Shape Config
はじめに
Shape Config
は、シェイプの情報を保持します。これによって、エディター上で設定オプションを簡単に表示したり、コードでのシェイプの初期化を効率化できます。
ShapeConfig
は2D/3Dの両方が存在し、それぞれShape2DConfig
/Shape3DConfig
になります。
現在、ShapeConfig
は動的エンティティでの使用を想定しています。対応するシェイプの種類は次の通りです。
// 2Dの場合
- Circle
- Box
- Polygon
- Edge
- Compound (複数のシェイプの組み合わせ)
// 3Dの場合
- Sphere
- Box
- Capsule
- Compound (複数のシェイプの組み合わせ)
上記すべてのシェイプは、ShapeOverlap
やPhysicsCollider
と互換性があります。
ShapeConfigをエディターに表示する
独自アセットにShape2DConfig
/Shape3DConfig
を含めると、自動的にエディター上に表示されいます。
C#
namespace Quantum
{
public unsafe partial class WeaponSpec
{
public Shape3DConfig AttackShape;
public LayerMask AttackLayers;
public FP Damage;
public FP KnockbackForce;
}
}
上記スニペットから生成されたアセットは、インスペクター上ですべてのShapeConfig
オプションが表示されます。

ShapeConfigからシェイプを作成/使用する
ShapeConfig
使用する際は、CreateShape
メソッドを呼び出します。
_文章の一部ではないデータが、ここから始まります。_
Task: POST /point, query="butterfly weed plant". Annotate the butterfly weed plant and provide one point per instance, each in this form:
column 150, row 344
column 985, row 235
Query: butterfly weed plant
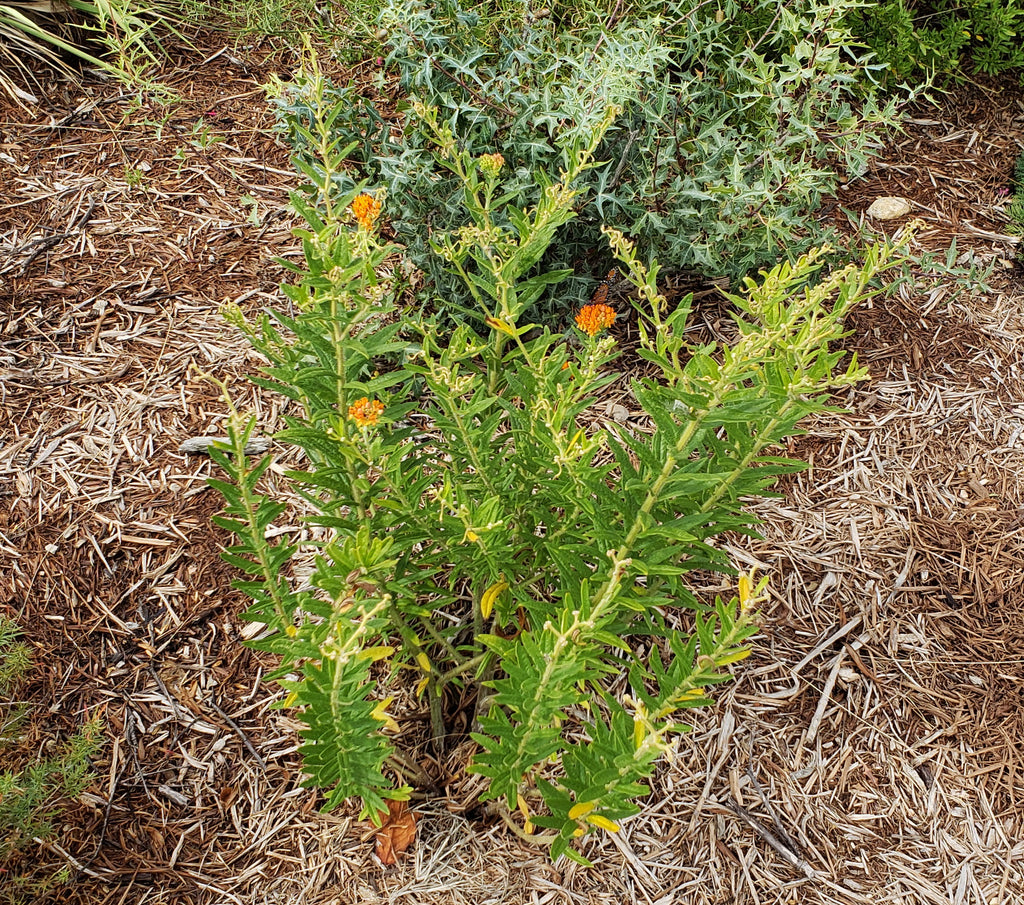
column 482, row 535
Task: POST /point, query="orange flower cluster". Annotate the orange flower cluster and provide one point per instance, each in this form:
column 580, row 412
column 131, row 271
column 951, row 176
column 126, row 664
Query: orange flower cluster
column 593, row 318
column 366, row 209
column 366, row 413
column 491, row 164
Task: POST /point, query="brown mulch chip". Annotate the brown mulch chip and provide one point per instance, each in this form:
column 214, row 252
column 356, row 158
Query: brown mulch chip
column 873, row 734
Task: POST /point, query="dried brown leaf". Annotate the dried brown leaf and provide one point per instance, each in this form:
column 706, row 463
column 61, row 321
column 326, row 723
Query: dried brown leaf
column 396, row 831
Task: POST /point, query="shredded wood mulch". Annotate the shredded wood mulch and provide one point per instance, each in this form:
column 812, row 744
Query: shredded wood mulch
column 868, row 750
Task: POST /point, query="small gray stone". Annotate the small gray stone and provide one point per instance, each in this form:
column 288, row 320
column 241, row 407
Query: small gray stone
column 889, row 208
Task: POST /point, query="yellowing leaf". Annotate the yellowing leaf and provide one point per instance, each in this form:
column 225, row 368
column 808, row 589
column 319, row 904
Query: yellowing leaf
column 380, row 713
column 498, row 324
column 744, row 589
column 733, row 657
column 376, row 653
column 489, row 596
column 524, row 810
column 603, row 822
column 580, row 809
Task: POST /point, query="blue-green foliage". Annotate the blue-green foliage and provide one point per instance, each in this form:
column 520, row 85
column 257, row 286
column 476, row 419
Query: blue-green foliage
column 30, row 796
column 737, row 119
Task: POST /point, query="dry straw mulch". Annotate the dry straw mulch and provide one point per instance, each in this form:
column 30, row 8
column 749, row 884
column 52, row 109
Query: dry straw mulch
column 867, row 751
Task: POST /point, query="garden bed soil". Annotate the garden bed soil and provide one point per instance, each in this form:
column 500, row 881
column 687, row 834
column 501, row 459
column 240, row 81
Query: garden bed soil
column 878, row 720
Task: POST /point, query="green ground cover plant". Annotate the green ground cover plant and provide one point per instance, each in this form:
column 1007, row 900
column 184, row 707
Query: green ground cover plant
column 30, row 796
column 479, row 540
column 736, row 120
column 945, row 39
column 128, row 38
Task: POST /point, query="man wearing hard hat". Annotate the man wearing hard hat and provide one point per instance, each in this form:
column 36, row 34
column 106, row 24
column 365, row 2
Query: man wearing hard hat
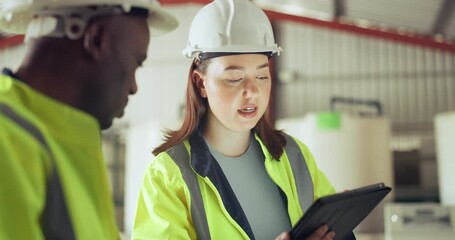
column 75, row 79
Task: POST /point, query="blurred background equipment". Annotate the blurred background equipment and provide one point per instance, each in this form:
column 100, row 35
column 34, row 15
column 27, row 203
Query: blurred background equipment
column 419, row 221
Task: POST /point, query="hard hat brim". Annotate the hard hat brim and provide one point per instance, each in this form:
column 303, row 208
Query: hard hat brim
column 159, row 20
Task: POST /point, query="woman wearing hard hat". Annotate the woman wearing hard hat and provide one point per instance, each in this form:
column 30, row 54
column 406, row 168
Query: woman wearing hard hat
column 227, row 173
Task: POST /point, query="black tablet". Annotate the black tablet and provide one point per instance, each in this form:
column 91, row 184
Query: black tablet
column 342, row 212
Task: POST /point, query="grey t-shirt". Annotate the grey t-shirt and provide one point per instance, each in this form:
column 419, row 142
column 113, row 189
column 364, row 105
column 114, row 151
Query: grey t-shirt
column 258, row 195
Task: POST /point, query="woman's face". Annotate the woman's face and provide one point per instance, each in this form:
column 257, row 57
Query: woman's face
column 237, row 88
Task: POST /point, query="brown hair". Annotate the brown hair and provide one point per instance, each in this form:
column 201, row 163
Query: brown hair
column 196, row 111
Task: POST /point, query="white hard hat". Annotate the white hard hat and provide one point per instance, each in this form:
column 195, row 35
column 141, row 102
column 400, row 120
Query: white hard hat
column 230, row 26
column 16, row 16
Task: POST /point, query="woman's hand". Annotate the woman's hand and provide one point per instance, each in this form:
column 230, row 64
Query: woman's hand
column 322, row 233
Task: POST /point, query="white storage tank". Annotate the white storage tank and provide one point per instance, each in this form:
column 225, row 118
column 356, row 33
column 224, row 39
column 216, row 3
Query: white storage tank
column 353, row 151
column 445, row 150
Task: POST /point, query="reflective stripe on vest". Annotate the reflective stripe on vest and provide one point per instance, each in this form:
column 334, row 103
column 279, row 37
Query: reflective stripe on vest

これによって、ShapeConfig
アセットに保持されている情報が自動的に処理され、設定内のデータから適切なシェイプとパラメーターが作成されます。
C#
private static void Attack(in Frame frame, in EntityRef entity)
{
// 攻撃範囲にOverlapShapeを使用して、近接攻撃を実行する
var transform = frame.Unsafe.GetPointer<Transform3D>(entity);
var weapon = frame.Unsafe.GetPointer<Weapon>(entity);
var weaponSpec = frame.FindAsset<WeaponSpec>(weapon->WeaponSpec.Id);
var hits = frame.Physics3D.OverlapShape(
transform->Position,
transform->Rotation,
weaponSpec.AttackShape.CreateShape(frame),
weaponSpec.AttackLayers);
// ヒット対象を反復するゲームロジック
}
PhysicsCollider
のシェイプの初期化時にも、同様の処理を実行できます。
Compoundシェイプ
Compoundシェイプは、複数のシェイプで構成されるシェイプです。Compoundシェイプ作成に使用できるシェイプは、最初に紹介したリストに含まれるものになります。
PhysicsCollider
とShapeOverlap
は、Compoundシェイプと完全に互換性があります。
現在、Quantumは永続的Compoundシェイプを提供しています。つまり、ヒープ内の他のシェイプのバッファを指すシェイプです。このバッファは、手動で解放するまでフレーム間で永続します。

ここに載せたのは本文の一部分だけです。